Yellow flags dropping on a football field are like rain drops falling on your head: You never know how many will fall.

Not that it matters.

Raindrops don’t predict rain-gauge totals and penalties are not an accurate predictor of outcomes.

In public, Kansas University coach Mark Mangino has been moaning most of the season about too many flags. But the reality is that penalties don’t mean squat if you’re winning. All in all, they’re an inexact barometer.

Mangino, for instance, was assistant head coach of the Kansas State football team in 1998. That was the year the Wildcats won all 11 regular season games, then dropped a double overtime decision to Texas A&M in the Big 12 Conference championship game and a 37-34 heartbreaker to Purdue in the Alamo Bowl.

That ’98 K-State club also was the most penalized team in Big 12 history. Those ‘Cats were flagged 118 times in 13 games.

Did penalties hurt K-State that season? Only when they lost. K-State was guilty of 14 infractions that cost 125 yards in the Alamo Bowl, and the ‘Cats were saddled with 13 whistles worth 110 yards in the A&M defeat. That’s an unsightly 27 penalties in two games, yet the ‘Cats also were flagged 91 times in their 11 regular-season victories.

Saturday in Norman, Okla., a dozen of the flags that flew were directed at Kansas and cost the Jayhawks 109 yards. How much of an effect did they have on Oklahoma’s 41-10 win? Not that much, really … not when you consider that three weeks earlier KU had knocked off Kansas State, 31-28, with virtually the same penalty numbers (13 for 109 yards).

And how about last month’s Kansas-Texas Tech game? The Red Raiders won, 31-30, overcoming an eye-popping 14 whistles that cost them 114 yards.

Still, when you lose as many close games as Kansas has — three defeats by a total of 10 points — negatives are magnified, so the 2004 Jayhawks indeed have been guilty of too many rules infractions.

At the current pace — KU is averaging about 101/2 flags a game — the Jayhawks will fall only two penalties shy of K-State’s league record, and that doesn’t count KU’s flagging — no pun intended — hopes of earning a bowl berth. The ’98 Wildcats had 118 penalties in 13 games while Kansas projects to 116 in just 11 games.

Oh, and if you’re wondering, Kansas already is just 12 flags away from surpassing the entire total of infractions compiled by last year’s Tangerine Bowl team.

Is there one particular area where the Jayhawks have been most penalty-prone? Not really. As coaches like to say, it’s been a team effort. Three of the 12 penalties at Oklahoma were for delay of game. That’s three too many, of course. The offense also had an illegal procedure call and a holding penalty (on wide receiver Mark Simmons).

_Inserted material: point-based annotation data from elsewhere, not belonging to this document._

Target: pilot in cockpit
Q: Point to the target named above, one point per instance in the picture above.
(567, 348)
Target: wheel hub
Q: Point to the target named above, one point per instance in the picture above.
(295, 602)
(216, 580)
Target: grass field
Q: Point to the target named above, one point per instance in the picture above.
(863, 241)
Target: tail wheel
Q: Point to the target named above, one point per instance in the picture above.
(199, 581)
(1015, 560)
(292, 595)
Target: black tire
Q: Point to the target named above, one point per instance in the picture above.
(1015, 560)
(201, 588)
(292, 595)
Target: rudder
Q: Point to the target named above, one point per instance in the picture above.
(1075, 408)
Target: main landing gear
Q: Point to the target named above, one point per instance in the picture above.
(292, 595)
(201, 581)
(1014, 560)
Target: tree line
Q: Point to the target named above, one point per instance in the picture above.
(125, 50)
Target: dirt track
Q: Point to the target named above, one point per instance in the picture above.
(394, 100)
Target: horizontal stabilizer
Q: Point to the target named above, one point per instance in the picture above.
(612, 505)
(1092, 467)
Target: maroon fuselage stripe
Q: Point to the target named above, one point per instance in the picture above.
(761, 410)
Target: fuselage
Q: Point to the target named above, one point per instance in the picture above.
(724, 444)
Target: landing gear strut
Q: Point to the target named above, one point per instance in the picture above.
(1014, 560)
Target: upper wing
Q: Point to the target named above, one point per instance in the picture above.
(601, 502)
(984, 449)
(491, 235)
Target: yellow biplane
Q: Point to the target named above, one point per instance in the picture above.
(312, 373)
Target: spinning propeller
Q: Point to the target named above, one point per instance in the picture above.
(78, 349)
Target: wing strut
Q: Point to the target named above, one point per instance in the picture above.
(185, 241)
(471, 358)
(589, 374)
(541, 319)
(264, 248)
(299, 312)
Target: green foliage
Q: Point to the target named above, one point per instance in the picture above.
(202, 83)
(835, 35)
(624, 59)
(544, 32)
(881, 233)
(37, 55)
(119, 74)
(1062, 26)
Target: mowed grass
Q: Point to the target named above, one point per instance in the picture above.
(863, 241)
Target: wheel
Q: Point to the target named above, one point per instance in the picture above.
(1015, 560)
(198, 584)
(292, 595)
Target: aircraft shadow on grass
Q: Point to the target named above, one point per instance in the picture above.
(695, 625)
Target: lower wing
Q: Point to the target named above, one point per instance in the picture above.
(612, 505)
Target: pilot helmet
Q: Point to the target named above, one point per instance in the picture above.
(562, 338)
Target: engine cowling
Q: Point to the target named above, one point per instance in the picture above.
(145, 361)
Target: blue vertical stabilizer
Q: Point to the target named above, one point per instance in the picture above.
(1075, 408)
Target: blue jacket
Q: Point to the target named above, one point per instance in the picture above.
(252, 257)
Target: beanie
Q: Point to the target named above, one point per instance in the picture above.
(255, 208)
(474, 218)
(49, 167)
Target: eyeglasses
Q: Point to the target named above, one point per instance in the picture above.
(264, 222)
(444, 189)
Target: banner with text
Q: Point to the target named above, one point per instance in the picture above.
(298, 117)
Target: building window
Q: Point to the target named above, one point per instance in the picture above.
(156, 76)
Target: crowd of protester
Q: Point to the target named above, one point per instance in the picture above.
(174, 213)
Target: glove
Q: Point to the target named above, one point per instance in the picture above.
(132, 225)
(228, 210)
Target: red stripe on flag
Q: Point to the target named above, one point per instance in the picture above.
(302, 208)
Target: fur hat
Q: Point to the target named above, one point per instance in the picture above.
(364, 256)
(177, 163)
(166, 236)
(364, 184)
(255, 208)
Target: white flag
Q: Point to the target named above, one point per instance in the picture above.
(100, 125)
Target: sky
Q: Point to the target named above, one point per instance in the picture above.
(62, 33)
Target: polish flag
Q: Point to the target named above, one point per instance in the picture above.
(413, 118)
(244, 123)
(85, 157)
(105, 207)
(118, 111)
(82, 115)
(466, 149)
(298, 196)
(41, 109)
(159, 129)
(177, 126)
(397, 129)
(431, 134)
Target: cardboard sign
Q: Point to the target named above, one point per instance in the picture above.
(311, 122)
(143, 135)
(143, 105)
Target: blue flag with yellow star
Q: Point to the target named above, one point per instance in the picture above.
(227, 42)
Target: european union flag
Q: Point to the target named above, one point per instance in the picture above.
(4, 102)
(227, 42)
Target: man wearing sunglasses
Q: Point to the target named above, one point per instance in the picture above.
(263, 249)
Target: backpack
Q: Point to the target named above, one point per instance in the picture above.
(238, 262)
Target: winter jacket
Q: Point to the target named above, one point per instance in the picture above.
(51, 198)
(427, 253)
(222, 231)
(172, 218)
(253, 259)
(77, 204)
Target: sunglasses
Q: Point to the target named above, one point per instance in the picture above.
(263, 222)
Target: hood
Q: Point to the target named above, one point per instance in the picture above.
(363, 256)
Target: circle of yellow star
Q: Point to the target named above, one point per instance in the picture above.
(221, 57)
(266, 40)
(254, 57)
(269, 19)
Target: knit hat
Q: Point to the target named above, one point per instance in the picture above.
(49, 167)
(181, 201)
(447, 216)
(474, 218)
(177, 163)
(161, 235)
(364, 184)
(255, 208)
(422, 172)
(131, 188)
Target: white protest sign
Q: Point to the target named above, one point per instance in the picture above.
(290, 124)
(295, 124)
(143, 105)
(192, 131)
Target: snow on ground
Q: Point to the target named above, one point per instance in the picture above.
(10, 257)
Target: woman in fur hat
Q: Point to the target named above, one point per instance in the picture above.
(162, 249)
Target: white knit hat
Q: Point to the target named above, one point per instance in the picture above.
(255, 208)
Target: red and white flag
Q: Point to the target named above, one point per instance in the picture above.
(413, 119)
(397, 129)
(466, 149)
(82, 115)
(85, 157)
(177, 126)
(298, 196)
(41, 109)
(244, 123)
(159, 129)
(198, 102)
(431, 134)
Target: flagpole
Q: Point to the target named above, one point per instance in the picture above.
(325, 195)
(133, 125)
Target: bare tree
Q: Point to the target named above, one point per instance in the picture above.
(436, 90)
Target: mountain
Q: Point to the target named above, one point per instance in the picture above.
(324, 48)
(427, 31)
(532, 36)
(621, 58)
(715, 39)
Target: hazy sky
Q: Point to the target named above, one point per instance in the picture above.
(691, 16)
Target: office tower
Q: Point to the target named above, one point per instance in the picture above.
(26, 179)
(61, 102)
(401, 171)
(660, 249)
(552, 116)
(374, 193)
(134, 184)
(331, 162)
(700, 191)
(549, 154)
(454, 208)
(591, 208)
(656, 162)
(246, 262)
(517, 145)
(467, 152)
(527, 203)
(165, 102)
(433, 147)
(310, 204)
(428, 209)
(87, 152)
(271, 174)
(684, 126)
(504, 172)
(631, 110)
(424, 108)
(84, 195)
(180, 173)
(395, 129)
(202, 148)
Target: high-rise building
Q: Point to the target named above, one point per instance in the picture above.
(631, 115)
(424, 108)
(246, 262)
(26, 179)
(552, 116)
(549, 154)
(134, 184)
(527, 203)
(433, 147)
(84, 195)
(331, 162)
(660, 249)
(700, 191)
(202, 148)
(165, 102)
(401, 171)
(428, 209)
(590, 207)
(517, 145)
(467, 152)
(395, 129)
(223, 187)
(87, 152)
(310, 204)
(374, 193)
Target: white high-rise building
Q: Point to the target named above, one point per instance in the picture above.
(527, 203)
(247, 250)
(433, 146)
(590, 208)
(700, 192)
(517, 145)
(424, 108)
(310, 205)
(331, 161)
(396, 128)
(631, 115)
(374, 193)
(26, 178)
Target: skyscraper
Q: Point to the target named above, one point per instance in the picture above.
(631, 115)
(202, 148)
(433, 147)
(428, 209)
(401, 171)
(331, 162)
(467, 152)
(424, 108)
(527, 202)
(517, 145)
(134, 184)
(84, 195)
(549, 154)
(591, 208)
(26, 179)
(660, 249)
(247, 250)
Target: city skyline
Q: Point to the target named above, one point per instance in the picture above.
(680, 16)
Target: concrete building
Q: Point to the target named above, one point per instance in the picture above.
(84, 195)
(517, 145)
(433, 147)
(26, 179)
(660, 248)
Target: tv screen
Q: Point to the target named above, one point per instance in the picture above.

Only three of the penalties went against the defense — two for pass interference and one for an inadvertent face mask. That’s not a relatively high number, but the three whistled against the special teams were way above par.

Twice Kansas was whistled for illegal blocks in the back on punt returns. The other whistle involving special teams was against Kenneth Thompson for interfering with an OU player’s opportunity to make a fair catch, a call that led directly to the 12th flag of the day — a 15-yard unsportsmanlike conduct toot against Mangino, who was standing on the sideline right in front of the punt reception and apparently reacted in an ungracious way to side judge Freeman Johns’ evaluation of the developed scenario.

When push comes to shove, the ultimate piece of evidence that proves penalties are deceptive occurred Oct. 9, 1999, when Kansas State established a Big 12 single-game record by being docked a stunning 18 times for an astonishing 162 yards in a game against Kansas.

Final score: Kansas State 50, Kansas 9.